Foto: Street View.
Todas las tardes salía a caminar adonde su pueblo se convertía en campo. Le gustaba esa periferia en la que podía ver el horizonte desde la última calle de tierra. Terminaba de trabajar a las dos de la tarde. Lo abrumaban los papeles apilados y la atención al público. La rutina y la soledad eran su sino. Tenía sesenta años, le faltaba poco para jubilarse y alejarse de ese mundo gris. Le atraía despejarse mediante una caminata diaria. No le importaban la estación ni el tiempo. El asunto era evadirse al aire libre. Desde su casa al borde del pueblo mediaban diez cuadras por lo que llegaba en pocos minutos. Podía vagabundear hasta la ermita, subir y bajar por caminos medanosos o caminar unas cuadras más hasta divisar la ribera del mar. Le gustaba cuando una liebre se espantaba a su paso, intuía una pareja de carpinteros campestres al escuchar su fuerte canto, a veces lo acompañaba algún perro flaco. Mientras tanto meditaba cómo encontrar un significado a su vida.

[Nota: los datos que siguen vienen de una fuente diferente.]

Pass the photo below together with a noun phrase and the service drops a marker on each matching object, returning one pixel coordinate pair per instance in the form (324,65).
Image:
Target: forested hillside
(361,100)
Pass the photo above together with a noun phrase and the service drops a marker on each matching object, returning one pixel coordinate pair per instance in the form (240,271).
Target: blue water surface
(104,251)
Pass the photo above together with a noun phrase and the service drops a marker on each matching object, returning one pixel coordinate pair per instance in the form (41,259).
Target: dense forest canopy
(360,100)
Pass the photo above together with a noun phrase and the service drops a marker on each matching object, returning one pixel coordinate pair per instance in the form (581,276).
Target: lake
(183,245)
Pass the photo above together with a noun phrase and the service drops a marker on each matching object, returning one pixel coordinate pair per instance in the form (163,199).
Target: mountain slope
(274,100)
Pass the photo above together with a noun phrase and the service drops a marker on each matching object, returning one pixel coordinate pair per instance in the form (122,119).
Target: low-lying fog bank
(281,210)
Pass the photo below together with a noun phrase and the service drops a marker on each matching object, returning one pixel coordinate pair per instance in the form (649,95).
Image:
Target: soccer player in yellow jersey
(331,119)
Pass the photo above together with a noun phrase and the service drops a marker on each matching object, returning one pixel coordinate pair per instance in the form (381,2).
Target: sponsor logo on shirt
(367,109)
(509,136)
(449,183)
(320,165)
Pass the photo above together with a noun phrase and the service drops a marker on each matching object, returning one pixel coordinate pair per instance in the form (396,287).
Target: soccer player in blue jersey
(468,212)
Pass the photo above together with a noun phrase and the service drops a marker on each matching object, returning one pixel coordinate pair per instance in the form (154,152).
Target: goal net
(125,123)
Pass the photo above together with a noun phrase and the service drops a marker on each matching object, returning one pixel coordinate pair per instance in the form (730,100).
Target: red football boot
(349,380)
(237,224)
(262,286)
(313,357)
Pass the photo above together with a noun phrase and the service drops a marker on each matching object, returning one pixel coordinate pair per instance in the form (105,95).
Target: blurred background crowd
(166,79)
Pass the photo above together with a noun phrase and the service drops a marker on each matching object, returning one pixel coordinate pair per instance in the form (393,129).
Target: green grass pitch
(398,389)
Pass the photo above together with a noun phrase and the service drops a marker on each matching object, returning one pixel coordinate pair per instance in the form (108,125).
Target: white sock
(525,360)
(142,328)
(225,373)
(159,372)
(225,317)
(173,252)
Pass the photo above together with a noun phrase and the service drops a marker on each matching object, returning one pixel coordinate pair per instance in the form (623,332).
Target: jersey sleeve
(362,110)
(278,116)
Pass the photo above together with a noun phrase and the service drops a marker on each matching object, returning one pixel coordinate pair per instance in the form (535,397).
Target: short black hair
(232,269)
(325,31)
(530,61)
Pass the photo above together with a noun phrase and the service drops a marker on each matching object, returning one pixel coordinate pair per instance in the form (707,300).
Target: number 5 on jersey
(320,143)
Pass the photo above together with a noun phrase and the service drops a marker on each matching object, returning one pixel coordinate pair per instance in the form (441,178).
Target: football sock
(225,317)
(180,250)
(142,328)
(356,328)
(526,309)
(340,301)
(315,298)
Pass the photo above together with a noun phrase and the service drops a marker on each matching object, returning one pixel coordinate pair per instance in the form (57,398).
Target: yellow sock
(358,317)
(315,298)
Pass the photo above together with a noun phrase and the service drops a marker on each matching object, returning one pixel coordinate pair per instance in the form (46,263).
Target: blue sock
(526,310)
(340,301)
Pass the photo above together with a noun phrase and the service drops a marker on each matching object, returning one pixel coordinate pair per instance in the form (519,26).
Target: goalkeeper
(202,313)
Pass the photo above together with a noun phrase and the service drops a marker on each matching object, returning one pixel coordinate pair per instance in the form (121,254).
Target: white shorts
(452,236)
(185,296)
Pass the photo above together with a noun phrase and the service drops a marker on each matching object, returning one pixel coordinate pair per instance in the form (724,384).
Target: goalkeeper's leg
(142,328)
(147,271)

A un lado del camino había casas modestas. No saludaba a los vecinos pues a la hora de la siesta nadie se asomaba. Del otro lado de la calle, el campo, el pastizal, los arbustos, algunos despojos de ramas apiladas. Disfrutaba del paisaje. Tenía todo el tiempo para hacerlo pues no lo esperaba nadie.
Solo un personaje se distinguía en sus cotidianos trajinares. Era un hombre de ropa raída y sucia, con los pelos grasientos y largos. Un viejo que le hacia la venia al verlo pasar. Él también lo saludaba. Pensaba que era un soldado loco o un vagabundo. Parecían compartir soledades anónimas.
Un día el viejo le dijo con voz ronca, buenas tardes, señor. Y él le respondió, buenas tardes. Al día siguiente lo divisó frente a otra esquina echado en un montículo de tierra y, otra vez, repitieron los saludos. La presencia se hizo cotidiana en su vagar. Se saludaban, pero a la vez se ignoraban. Cada uno ensimismado en su propia soledad. Una tarde encontró al viejo apostado en un zaguán de una casa de la calle de tierra. Había cambiado de lugar pues siempre estaba del lado del campo. El hombre le dijo, ¿tendrá unos fósforos, señor, que quiero fumar? Justo tenía una cajita. Sintió lástima del pobre hombre y se la dio. De vuelta a su casa compró otra. Al llegar encendió el fuego en la parrilla y disfrutó su cena. Era otra de sus ceremonias solitarias.
A la tarde siguiente, continuó sus caminatas. No encontró al hombre, solo vio la cajita de fósforos tirada. La levantó y guardó en ella su tristeza. Era su único conocido durante los paseos cotidianos. Su soledad había llegado a extremos impensados. Sintió que era el límite. Tenía que buscar otros rumbos. No recorrió más ese mismo itinerario. Comenzó a concurrir lugares donde había niños, jóvenes y adultos. Caminó todas las tardes por el gran parque de la ciudad.